The Corruption of Language

Political and media responses to the murder of the two television journalists in Virginia reflect how the corruption of language produces the corruption of thinking that combine to create the corruption of human society. CNN referred to the killing of these two people as a “massacre,” a distortion with its origins in earlier American history. If two Indians killed two members of the 7th Cavalry in a fight, journalists and historians obligingly characterized the event as a “massacre.” But if one hundred cavalrymen killed fifty men, women, and children of an Indian village, it became known as a “battle.” For the sake of consistency, will CNN hereafter refer to the killing of two or more victims – even when brought about by police officers or soldiers in Afghanistan – as “massacres?”

What, too, of the practice – engaged in by media babblers generally – of using unfounded speculations to explain what the known facts do not reveal?

Then there was the county sheriff in Virginia who referred to the killer as a “gentleman.” I’m sorry, Sheriff, but gentlemen do not go around murdering people!
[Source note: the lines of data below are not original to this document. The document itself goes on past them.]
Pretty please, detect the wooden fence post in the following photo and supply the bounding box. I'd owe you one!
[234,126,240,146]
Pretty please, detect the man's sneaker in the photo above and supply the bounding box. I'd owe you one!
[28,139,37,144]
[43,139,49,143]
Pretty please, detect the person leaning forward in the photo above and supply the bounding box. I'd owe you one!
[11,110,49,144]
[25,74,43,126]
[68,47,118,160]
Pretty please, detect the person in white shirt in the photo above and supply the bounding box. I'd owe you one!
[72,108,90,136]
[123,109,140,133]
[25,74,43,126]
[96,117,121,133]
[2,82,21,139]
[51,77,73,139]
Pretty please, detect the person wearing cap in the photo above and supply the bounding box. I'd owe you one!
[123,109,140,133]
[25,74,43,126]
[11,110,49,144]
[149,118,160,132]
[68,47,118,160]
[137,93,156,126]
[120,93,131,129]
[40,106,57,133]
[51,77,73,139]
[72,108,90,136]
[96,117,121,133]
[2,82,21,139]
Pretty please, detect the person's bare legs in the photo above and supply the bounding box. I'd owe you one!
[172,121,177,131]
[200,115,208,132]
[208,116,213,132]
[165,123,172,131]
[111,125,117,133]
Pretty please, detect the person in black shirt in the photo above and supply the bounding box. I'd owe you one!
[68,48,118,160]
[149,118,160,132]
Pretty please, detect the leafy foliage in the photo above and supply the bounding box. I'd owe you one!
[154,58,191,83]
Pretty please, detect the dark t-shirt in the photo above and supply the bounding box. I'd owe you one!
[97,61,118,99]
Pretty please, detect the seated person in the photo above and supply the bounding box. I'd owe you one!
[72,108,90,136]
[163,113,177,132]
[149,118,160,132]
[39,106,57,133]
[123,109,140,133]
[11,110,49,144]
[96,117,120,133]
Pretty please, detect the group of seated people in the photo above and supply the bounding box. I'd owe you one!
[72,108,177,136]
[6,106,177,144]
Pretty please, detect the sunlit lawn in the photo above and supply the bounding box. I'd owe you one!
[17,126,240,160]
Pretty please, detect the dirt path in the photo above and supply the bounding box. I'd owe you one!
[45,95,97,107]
Hillary – along with others – rushed to the TV cameras to exploit these killings for political advantage. The problems of “gun violence” must be addressed, she insisted, leading intelligent minds to wonder if this woman is so uninformed about the laws of causation as to believe that the possession of a gun can force otherwise decent and responsible people to go on killing sprees? If she truly believes this, can we expect her to propose disarming the police and military, whose weaponry is far more powerful and in the hands of far greater numbers of people than the occasional “nut-with-a-gun”? Furthermore, if Hillary is so out of touch with causal explanations of events, how sound would her explanations for economic dislocations be?